Is Genix Pharmaceuticals stock overvalued right now?
Genix Pharmaceuticals (GENPF) has a current Quick Ratio of 0.02. The current Quick Ratio is 0.02, which is 91% below median its 10-year median of 0.22 and 98.6% below the Drug Manufacturers industry median of 1.45. Investors should evaluate multiple metrics — including profitability, growth, and financial strength — before making a decision.
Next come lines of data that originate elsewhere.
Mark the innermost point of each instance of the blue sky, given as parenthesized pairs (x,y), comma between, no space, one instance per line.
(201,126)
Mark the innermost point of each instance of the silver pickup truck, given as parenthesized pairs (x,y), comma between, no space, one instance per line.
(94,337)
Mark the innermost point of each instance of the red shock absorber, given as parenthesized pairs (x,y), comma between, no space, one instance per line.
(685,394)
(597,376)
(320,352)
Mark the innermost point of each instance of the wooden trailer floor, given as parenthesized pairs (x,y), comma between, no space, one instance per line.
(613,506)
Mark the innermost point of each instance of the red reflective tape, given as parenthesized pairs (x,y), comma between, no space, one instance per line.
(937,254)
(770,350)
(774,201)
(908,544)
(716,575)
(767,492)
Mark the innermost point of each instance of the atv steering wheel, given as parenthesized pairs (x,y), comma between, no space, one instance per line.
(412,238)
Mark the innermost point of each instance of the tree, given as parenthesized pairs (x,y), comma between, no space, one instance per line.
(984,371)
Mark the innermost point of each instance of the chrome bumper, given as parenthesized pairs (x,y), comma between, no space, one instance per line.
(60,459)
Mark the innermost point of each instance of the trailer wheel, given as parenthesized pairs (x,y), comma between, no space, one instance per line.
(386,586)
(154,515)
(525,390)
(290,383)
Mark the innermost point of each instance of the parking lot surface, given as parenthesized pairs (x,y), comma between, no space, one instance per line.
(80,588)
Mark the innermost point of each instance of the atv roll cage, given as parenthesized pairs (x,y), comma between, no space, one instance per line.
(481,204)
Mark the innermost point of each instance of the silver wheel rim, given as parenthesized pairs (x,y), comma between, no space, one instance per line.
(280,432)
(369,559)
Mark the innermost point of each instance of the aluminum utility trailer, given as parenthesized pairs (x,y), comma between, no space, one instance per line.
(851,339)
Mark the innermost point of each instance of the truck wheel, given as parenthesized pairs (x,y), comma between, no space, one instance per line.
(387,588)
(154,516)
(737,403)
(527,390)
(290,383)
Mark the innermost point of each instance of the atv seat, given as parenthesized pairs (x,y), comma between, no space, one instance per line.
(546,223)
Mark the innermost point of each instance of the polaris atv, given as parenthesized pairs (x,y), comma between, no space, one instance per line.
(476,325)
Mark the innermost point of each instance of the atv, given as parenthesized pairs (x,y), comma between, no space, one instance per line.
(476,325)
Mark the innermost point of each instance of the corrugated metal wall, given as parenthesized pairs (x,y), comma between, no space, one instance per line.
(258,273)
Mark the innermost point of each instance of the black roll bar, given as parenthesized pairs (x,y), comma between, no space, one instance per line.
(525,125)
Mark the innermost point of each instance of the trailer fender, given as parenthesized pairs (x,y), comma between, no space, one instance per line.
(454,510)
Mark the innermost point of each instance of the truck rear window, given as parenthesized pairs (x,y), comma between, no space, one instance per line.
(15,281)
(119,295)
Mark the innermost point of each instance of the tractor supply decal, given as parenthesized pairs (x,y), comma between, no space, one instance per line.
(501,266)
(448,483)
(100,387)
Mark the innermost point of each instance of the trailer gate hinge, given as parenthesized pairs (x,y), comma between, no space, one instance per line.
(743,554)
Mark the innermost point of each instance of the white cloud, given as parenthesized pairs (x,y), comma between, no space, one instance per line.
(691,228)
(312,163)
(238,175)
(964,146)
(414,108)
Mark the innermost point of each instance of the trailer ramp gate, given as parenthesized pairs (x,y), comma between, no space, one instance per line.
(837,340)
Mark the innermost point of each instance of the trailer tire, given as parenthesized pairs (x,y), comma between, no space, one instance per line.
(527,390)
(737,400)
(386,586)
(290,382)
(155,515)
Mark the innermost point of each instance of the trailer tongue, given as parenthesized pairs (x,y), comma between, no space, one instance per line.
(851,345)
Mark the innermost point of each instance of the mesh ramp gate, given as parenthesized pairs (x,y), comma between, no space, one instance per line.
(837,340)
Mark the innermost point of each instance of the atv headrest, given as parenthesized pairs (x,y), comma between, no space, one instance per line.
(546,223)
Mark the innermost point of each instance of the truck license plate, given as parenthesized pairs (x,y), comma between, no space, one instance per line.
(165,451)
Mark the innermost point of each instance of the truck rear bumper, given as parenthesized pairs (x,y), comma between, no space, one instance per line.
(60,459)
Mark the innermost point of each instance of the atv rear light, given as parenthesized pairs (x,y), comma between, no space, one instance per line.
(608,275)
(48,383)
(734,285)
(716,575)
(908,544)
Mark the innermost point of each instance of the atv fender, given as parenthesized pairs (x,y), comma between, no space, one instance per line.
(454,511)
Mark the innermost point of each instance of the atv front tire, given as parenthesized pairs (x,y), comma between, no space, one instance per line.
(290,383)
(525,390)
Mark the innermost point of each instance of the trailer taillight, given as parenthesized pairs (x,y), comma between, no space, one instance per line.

How is Quick Ratio calculated?
Quick Ratio is calculated from a company's financial statements. For Genix Pharmaceuticals (GENPF), the current Quick Ratio is 0.02 as of Jan. 2026. GuruFocus calculates this using data sourced from SEC filings and annual reports. See the calculation section and 30-year financial data on this page for the full breakdown.

Genix Pharmaceuticals Business Description

Other Exchanges GENX:Canada
Address 1055 West Hastings Street, Suite 300, Vancouver, BC, CAN, V6E 1J8
Genix Pharmaceuticals Corp is a Canadian life sciences company focused on the research, development, manufacturing, sales, and distribution of novel, branded generic ophthalmic drugs, and ophthalmic OTC products. It operates as a formulator, manufacturer, licensor, and marketer of life sciences-related products with a focus on nutraceuticals and pharmaceuticals. Its ophthalmic products portfolio comprises different kinds of eye ointments (pending approval), and eye drops. Geographically the company operates only in Canada.